Linke erneut in der Findungsphase
Klaus Philipp Mertens
Frankfurt am Main (Weltexpresso) – „Hoffnung auf Mitte-Links“ hieß die Veranstaltung, zu der Stefan Liebich (Linke) eingeladen hatte.
Der Juso-Vorsitzende Kevin Kühnert und die Ko-Vorsitzende der Grünen, Annalena Baerbrock, folgten dem Ruf zu einem Gedankenaustausch. Nicht anwesend, aber mental präsent, war Sahra Wagenknecht. Insbesondere ihre These „Weltoffenheit, Antirassismus und Minderheitenschutz sind das Wohlfühl-Label, um rüde Umverteilung von unten nach oben zu kaschieren und ihren Nutznießern ein gutes Gewissen zu bereiten“ veranlasst SPD, Grüne und Teile der Linken zu Sorgen.
Sie sehen Wagenknecht auf einem nationalen Weg, übersehen aber dabei, dass die AfD erst jüngst auf ihrem Parteitag in Augsburg die Ständestaat-Ideologie des Faschismus bekräftigt hatte. So ist die Infragestellung der gesetzlichen Rente zu Gunsten von labilen Zertifikaten der Versicherungswirtschaft ein typisches Kennzeichen des Neoliberalismus, der jegliche soziale Verpflichtung einschließlich einer von der Allgemeinheit getragenen Daseinsvorsorge ablehnt. In dieses Bild passt auch die Leugnung der durch den Menschen verursachten Klimaveränderung und die antieuropäische Gesinnung.
Der nicht zu leugnende Rechtsruck in der Gesellschaft, den die Linken sowie die Linken in SPD und Grünen beklagen, ist jedoch auch das Ergebnis ihrer eigenen Unentschlossenheit sowie fehlender klarer Standpunkte gegenüber relevanten Problemen.
So hat die SPD es geschafft, von 1998 bis 2017 ca. 45 Prozent ihrer Wähler zu verlieren und fragt sich nach wie vor, woran das liegen könnte. Erst als ihr letzter Kanzlerkandidat zaghaft mehr soziale Gerechtigkeit einforderte, gingen die Umfragewerte leicht nach oben. Doch als klar wurde, dass die Fetischisten der so genannten Mitte eine Neuorientierung nicht zulassen würden, falls diese zu Lasten von besonders Wohlhabenden und Reichen ginge, ging die Zustimmung wieder in den Keller.
Die Grünen hingegen stabilisierten sich bzw. verzeichneten leichte Zuwächse, mutmaßlich, weil sie die soziale Frage immer seltener stellen, neue Zielgruppen anpeilen (z.B. in schwarz-grünen Koalitionen bzw. die Rechts-Links-Schemata als überholt ansehen wie Robert Harbeck) und die Ökologie auffallend in den Hintergrund rücken (siehe die Kapriolen des grünen hessischen Wirtschaftsministers Tarek Al-Wazir angesichts der Umweltbelastungen durch den Frankfurter Flughafen).

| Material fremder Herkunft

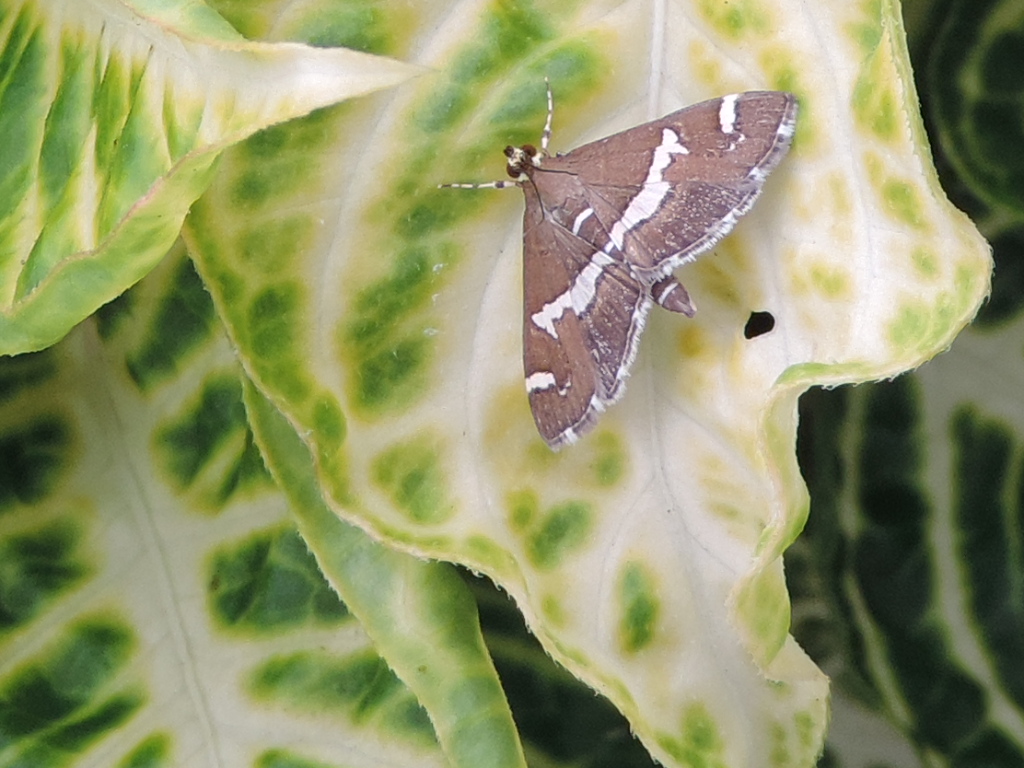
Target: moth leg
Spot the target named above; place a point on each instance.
(670, 293)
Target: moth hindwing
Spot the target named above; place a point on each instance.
(606, 224)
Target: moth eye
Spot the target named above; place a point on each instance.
(758, 325)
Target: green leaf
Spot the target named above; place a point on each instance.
(112, 117)
(157, 604)
(380, 315)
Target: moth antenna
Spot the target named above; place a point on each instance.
(485, 185)
(546, 136)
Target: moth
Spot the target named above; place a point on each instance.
(607, 223)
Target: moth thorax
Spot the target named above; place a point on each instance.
(521, 159)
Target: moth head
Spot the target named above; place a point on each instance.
(522, 160)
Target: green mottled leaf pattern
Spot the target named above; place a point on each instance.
(112, 117)
(157, 604)
(381, 316)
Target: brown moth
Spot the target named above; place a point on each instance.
(606, 224)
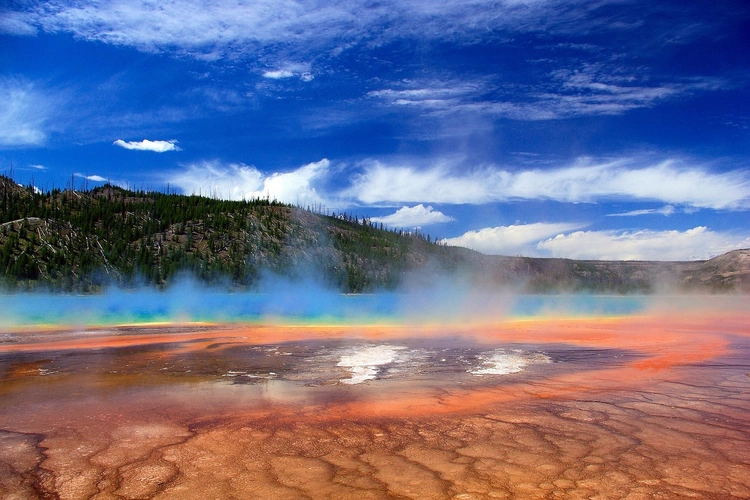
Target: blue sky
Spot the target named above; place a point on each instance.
(598, 130)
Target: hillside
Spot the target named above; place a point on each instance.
(85, 241)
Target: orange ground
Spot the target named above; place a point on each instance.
(659, 407)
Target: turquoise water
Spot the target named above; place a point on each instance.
(189, 304)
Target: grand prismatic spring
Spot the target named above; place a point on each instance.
(287, 397)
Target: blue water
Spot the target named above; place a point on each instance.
(189, 304)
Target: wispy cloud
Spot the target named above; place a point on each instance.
(23, 113)
(585, 181)
(594, 89)
(95, 178)
(416, 216)
(290, 70)
(665, 210)
(521, 239)
(147, 145)
(244, 182)
(694, 244)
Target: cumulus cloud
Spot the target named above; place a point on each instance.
(416, 216)
(244, 182)
(693, 244)
(518, 239)
(585, 181)
(146, 145)
(23, 113)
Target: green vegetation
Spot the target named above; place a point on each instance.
(83, 241)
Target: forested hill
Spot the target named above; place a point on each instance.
(82, 241)
(85, 241)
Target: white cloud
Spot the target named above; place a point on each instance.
(23, 113)
(416, 216)
(278, 74)
(509, 240)
(16, 23)
(665, 210)
(245, 182)
(146, 145)
(585, 181)
(214, 29)
(95, 178)
(694, 244)
(291, 70)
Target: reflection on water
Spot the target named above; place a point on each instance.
(194, 305)
(643, 405)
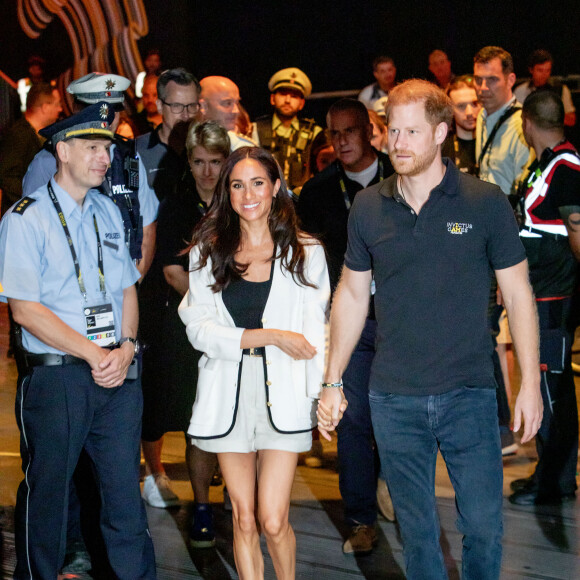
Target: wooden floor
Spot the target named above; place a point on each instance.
(539, 543)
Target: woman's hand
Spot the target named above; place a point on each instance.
(331, 407)
(294, 345)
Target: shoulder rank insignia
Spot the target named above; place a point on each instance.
(23, 205)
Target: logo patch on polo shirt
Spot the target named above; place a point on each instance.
(23, 205)
(458, 228)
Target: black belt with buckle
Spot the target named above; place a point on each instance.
(57, 360)
(52, 360)
(256, 351)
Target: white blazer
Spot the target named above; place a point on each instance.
(291, 386)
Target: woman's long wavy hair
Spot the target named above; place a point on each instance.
(218, 235)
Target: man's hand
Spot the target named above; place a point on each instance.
(294, 344)
(331, 407)
(529, 407)
(112, 369)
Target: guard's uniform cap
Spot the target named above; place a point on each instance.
(96, 87)
(292, 78)
(93, 121)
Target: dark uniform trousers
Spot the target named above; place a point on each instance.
(557, 438)
(60, 410)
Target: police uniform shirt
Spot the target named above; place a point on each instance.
(36, 262)
(43, 167)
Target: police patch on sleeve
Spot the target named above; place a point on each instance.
(23, 205)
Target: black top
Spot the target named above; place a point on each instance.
(246, 300)
(179, 213)
(461, 152)
(432, 273)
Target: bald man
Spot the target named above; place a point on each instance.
(440, 68)
(220, 101)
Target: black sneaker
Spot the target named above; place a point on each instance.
(201, 532)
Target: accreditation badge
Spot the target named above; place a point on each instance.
(100, 324)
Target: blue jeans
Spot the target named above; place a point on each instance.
(462, 424)
(358, 463)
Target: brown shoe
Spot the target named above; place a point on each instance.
(361, 540)
(384, 501)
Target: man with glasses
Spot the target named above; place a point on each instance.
(162, 151)
(220, 102)
(178, 103)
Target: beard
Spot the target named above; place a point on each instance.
(418, 163)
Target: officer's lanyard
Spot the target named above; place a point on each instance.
(456, 147)
(343, 185)
(101, 266)
(487, 147)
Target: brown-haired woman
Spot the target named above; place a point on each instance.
(256, 307)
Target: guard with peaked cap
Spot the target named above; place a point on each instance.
(125, 182)
(96, 87)
(70, 282)
(288, 137)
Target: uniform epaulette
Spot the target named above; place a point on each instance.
(23, 204)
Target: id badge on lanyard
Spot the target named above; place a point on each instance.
(100, 322)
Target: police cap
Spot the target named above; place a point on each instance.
(96, 87)
(292, 78)
(93, 121)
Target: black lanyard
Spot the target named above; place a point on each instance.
(72, 248)
(343, 185)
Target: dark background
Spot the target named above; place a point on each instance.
(333, 42)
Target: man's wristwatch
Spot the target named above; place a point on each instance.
(134, 341)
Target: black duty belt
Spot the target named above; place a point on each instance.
(52, 360)
(256, 351)
(57, 360)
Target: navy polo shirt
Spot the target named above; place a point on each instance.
(433, 273)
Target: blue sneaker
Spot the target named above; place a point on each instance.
(201, 532)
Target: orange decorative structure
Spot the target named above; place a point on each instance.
(103, 34)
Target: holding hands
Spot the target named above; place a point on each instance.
(331, 407)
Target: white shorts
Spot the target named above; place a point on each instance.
(253, 430)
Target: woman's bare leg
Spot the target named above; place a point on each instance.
(276, 470)
(239, 472)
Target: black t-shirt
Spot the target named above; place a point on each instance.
(464, 156)
(179, 213)
(246, 300)
(432, 275)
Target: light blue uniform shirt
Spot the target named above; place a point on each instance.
(36, 263)
(43, 167)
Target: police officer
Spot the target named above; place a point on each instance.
(126, 181)
(70, 282)
(288, 137)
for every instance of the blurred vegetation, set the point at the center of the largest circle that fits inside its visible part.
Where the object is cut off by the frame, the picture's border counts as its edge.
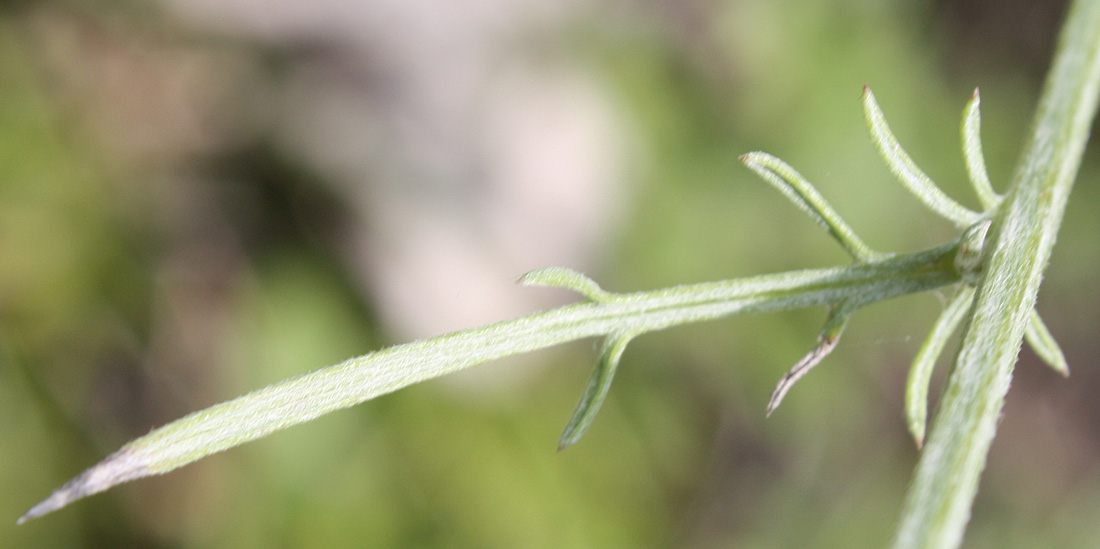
(163, 248)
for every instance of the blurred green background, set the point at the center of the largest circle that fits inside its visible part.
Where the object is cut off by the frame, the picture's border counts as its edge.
(198, 198)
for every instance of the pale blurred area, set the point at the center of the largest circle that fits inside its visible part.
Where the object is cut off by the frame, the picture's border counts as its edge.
(198, 198)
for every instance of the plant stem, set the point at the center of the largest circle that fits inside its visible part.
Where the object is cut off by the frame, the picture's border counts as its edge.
(945, 482)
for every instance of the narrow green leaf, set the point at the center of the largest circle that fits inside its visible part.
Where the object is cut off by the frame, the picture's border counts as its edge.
(937, 506)
(1041, 340)
(974, 155)
(920, 373)
(596, 392)
(905, 169)
(806, 197)
(561, 277)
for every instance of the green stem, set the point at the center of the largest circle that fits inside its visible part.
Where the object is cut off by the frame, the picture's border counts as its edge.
(938, 503)
(354, 381)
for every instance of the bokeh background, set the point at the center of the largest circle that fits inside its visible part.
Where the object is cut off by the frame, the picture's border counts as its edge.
(200, 197)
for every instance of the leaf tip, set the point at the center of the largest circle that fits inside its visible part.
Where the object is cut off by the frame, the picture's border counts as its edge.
(561, 277)
(116, 469)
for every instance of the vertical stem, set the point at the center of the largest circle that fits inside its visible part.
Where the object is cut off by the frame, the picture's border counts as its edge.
(945, 482)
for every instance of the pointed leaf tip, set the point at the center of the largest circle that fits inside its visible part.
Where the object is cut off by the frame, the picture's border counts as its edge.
(596, 392)
(116, 469)
(561, 277)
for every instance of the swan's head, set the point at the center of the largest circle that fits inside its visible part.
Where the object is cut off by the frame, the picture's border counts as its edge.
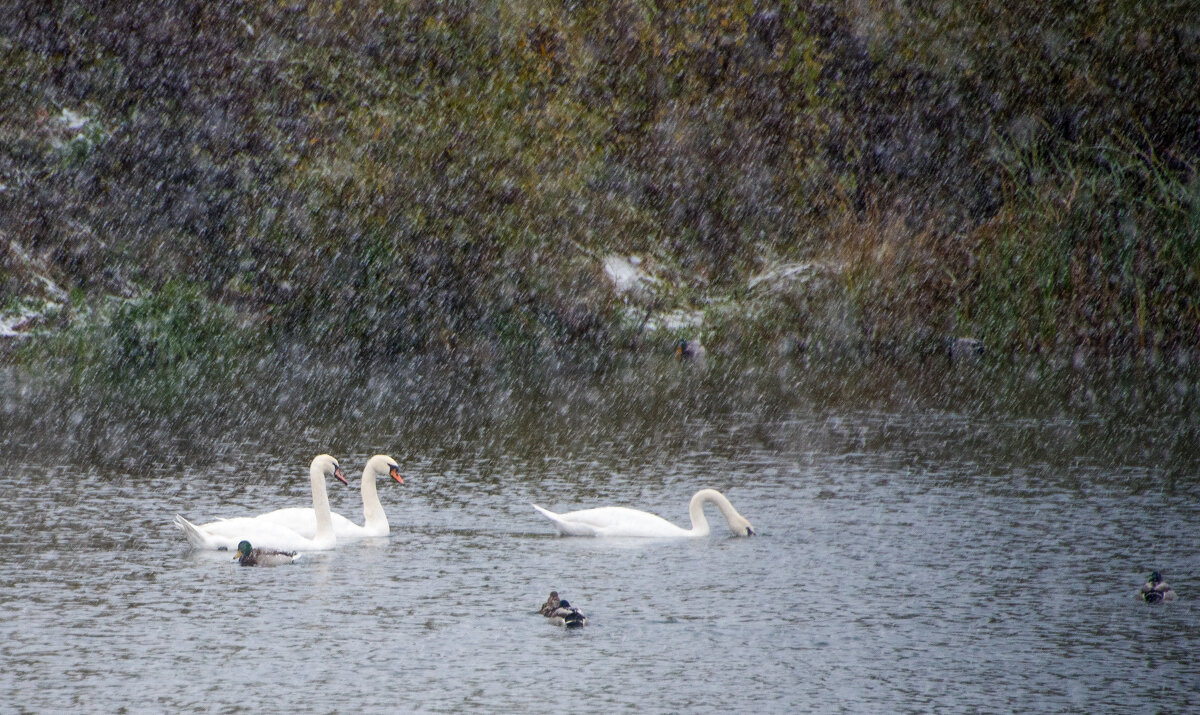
(329, 467)
(383, 464)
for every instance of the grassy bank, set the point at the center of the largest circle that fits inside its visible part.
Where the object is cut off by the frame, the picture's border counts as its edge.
(394, 178)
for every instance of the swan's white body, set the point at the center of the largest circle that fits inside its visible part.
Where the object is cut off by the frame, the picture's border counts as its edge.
(621, 521)
(226, 534)
(303, 520)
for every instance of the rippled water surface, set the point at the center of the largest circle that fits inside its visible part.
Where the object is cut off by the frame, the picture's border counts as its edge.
(917, 550)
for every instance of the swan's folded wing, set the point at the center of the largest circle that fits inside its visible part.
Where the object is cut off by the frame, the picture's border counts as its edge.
(568, 528)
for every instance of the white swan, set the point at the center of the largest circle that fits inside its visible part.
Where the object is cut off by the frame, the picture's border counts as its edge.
(619, 521)
(303, 520)
(226, 534)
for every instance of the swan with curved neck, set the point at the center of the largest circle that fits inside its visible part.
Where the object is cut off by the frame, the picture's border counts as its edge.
(226, 534)
(303, 520)
(621, 521)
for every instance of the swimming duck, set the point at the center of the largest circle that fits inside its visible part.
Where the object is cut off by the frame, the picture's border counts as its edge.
(249, 556)
(567, 616)
(550, 606)
(689, 349)
(1156, 589)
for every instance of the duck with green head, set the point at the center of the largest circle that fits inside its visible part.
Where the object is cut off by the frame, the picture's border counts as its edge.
(249, 556)
(1156, 590)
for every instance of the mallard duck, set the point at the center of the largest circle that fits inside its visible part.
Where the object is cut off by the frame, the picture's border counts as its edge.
(1156, 589)
(249, 556)
(689, 349)
(567, 616)
(550, 606)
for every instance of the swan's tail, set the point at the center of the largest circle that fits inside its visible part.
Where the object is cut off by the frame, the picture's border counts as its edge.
(191, 532)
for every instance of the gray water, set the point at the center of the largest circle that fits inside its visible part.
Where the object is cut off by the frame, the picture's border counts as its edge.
(923, 545)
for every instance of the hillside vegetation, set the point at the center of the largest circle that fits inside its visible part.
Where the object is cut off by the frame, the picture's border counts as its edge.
(185, 179)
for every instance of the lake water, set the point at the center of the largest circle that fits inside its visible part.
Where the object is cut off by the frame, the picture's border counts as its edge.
(928, 540)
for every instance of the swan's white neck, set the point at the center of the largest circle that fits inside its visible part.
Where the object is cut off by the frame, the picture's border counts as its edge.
(373, 517)
(696, 511)
(321, 504)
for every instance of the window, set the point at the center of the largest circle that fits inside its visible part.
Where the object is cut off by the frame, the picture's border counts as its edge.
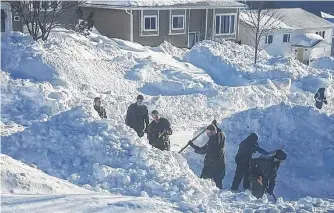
(46, 5)
(286, 38)
(177, 22)
(150, 23)
(16, 18)
(225, 24)
(269, 39)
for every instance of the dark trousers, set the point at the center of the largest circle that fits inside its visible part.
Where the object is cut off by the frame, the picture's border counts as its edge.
(216, 174)
(242, 172)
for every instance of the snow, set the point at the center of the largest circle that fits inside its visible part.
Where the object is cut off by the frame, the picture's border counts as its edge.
(306, 40)
(326, 15)
(148, 3)
(50, 122)
(266, 22)
(19, 178)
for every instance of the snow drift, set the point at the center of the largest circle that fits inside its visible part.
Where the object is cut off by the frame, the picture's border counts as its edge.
(19, 178)
(64, 136)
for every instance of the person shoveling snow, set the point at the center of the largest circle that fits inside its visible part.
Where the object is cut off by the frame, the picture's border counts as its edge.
(264, 172)
(320, 98)
(137, 116)
(158, 132)
(214, 161)
(246, 148)
(97, 106)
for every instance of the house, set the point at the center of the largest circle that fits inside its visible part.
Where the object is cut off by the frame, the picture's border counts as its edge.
(329, 18)
(180, 22)
(297, 33)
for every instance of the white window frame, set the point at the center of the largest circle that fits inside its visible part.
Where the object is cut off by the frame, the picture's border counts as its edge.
(174, 16)
(289, 37)
(156, 23)
(49, 7)
(266, 41)
(225, 14)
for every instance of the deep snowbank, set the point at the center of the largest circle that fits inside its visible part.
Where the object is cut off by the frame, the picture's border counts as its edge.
(104, 154)
(19, 178)
(308, 139)
(74, 146)
(324, 63)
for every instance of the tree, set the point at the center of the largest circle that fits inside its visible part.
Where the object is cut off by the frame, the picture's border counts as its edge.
(41, 17)
(261, 22)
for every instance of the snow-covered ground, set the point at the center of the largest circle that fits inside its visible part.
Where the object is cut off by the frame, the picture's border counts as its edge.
(47, 90)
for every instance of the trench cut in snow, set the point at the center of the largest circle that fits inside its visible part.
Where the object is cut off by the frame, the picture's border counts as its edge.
(62, 134)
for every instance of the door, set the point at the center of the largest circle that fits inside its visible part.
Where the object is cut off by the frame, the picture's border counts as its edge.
(193, 38)
(3, 20)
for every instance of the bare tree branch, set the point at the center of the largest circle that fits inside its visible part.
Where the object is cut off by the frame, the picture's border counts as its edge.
(41, 17)
(262, 22)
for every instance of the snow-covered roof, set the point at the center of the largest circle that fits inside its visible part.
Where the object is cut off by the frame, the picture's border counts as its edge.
(266, 22)
(300, 19)
(163, 3)
(290, 18)
(306, 40)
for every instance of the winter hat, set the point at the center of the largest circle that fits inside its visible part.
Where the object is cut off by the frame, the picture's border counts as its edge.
(140, 97)
(155, 112)
(211, 127)
(253, 137)
(280, 155)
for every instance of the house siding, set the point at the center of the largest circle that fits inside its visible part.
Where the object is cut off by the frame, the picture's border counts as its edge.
(164, 26)
(197, 22)
(178, 12)
(111, 23)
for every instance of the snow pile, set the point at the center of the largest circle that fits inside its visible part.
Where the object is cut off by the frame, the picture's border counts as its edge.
(148, 3)
(230, 64)
(74, 146)
(168, 48)
(19, 178)
(324, 63)
(64, 136)
(24, 102)
(308, 139)
(306, 40)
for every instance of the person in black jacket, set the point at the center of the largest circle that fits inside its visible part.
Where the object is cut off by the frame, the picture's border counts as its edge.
(320, 98)
(158, 132)
(264, 172)
(214, 161)
(246, 148)
(100, 110)
(137, 116)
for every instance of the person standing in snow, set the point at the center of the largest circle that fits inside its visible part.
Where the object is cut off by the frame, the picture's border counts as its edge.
(99, 108)
(137, 116)
(246, 148)
(214, 160)
(264, 172)
(158, 132)
(320, 98)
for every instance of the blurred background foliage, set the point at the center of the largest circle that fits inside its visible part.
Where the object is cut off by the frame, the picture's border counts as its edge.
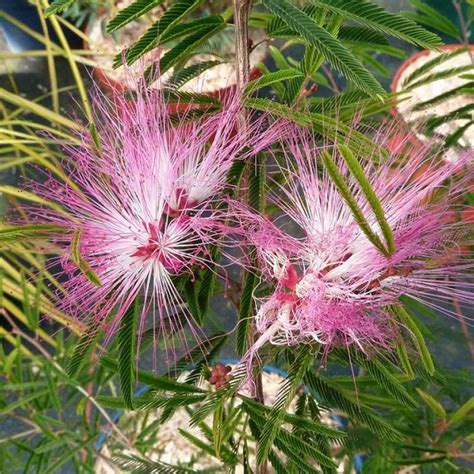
(327, 61)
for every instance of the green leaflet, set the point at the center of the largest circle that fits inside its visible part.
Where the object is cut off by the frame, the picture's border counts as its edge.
(272, 78)
(58, 6)
(82, 350)
(80, 262)
(134, 11)
(126, 340)
(330, 47)
(417, 337)
(153, 36)
(286, 393)
(375, 17)
(358, 173)
(346, 194)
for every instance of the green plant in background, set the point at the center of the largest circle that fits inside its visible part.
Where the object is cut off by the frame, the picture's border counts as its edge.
(460, 114)
(402, 411)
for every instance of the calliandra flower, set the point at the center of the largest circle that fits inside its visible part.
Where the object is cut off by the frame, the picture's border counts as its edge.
(141, 209)
(329, 283)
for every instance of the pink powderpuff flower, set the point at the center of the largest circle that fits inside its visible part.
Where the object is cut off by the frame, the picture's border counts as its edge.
(331, 285)
(141, 210)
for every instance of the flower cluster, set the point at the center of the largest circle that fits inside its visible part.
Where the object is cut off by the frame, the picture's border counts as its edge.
(143, 205)
(140, 206)
(330, 283)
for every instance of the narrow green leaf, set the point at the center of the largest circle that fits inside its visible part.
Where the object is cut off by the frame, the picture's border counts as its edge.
(429, 65)
(432, 403)
(157, 382)
(189, 44)
(428, 16)
(153, 36)
(417, 337)
(462, 412)
(14, 233)
(467, 88)
(272, 78)
(358, 173)
(285, 395)
(331, 48)
(377, 18)
(184, 75)
(346, 194)
(131, 12)
(191, 300)
(405, 360)
(335, 398)
(58, 6)
(330, 128)
(82, 351)
(246, 312)
(126, 340)
(80, 262)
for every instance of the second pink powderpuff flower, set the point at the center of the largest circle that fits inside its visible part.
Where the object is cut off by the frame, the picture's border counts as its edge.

Die Linke findet ausgerechnet unter jenen, die dringend der sozialen Solidarität bedürfen, den geringsten Zuspruch. Und mangels zukunftsweisender Perspektiven gehen ihr allmählich auch die Intellektuellen verloren.
Alle demokratischen Parteien einschließlich ihrer linken Flügel zeigen sich der Herausforderung durch die Flüchtlingsproblematik nicht gewachsen. Dabei ist das Grundgesetz in dieser Frage eindeutig: „Politisch Verfolgte genießen Asyl“ lautet Artikel 16a, Absatz 1. Die nachfolgenden Absätze dieses Grundrechts regeln die Einreise aus Mitgliedstaaten der EU sowie aus gesetzlich zu definierenden sicheren Herkunftsländern bzw. betonen die Konvention zum Schutz der Menschenrechte, der sich die Bundesrepublik angeschlossen hat.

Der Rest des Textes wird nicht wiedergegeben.